Erasure coding is available for the /bytes and /bzz endpoints, however it is not available for the /chunks endpoint which deals with single chunks. Since erasure coding relies on splitting data into chunks and the chunk is the smallest unit of data within Swarm which cannot be further subdivided, erasure coding is not applicable for the /chunks endpoint which deals with single chunks/

To upload data to Swarm using erasure coding, the swarm-redundancy-level: <integer> header is used:

    curl \
-X POST http://localhost:1633/bzz?name=test.txt \
-H "swarm-redundancy-level: 4" \
-H "swarm-postage-batch-id: 27d1bbef6c01e266d3130c01c9be60fd76b4a69d6f8ea6291548e1644bcf9001" \
-H "Content-Type: text/plain"

{"reference":"c02e7d943fbc0e753540f377853b7181227a83e773870847765143681511c97d"}

The accepted values for the swarm-redundancy-level header range from the default of 0 up to 4. Each level corresponds to a different level of data protection, with erasure coding turned off at 0, and at its maximum at 4. Each increasing level provides increasing amount of data redundancy offering greater protection against data loss. Each level has been formulated to guarantee against a certain percentage of chunk retrieval errors, shown in the table below. As long as the error rate is below the expected chunk retrieval rate for the given level, there is a less than 1 in a million chance of failure to retrieve the source data.
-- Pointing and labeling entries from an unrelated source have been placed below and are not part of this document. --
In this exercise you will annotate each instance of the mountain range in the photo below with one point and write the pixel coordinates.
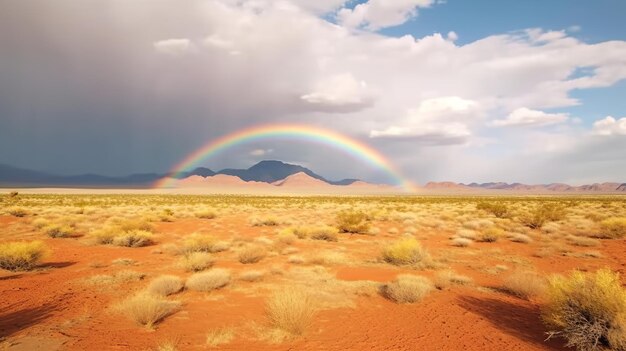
(268, 171)
(553, 187)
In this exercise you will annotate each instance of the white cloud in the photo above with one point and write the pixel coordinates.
(610, 126)
(173, 46)
(377, 14)
(530, 118)
(342, 90)
(437, 121)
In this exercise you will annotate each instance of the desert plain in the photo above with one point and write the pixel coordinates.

Redundancy LevelPseudonymExpected Chunk Retrieval Error Rate
0None0%
1Medium1%
2Strong5%
3Insane10%
4Paranoid50%

Do take note that any level of erasure encoding will increase the cost of uploaded, as with the additional parity chunks, there is a greater total number of chunks which must be stamped, and as the number of additional parity chunks increase with the redundancy level, so too does the additional cost.

Downloading Erasure Encoded Data

When downloading erasure encoded data, there are three related headers which may be used—swarm-redundancy-strategy, swarm-redundancy-fallback-mode: <integer>, and swarm-chunk-retrieval-timeout.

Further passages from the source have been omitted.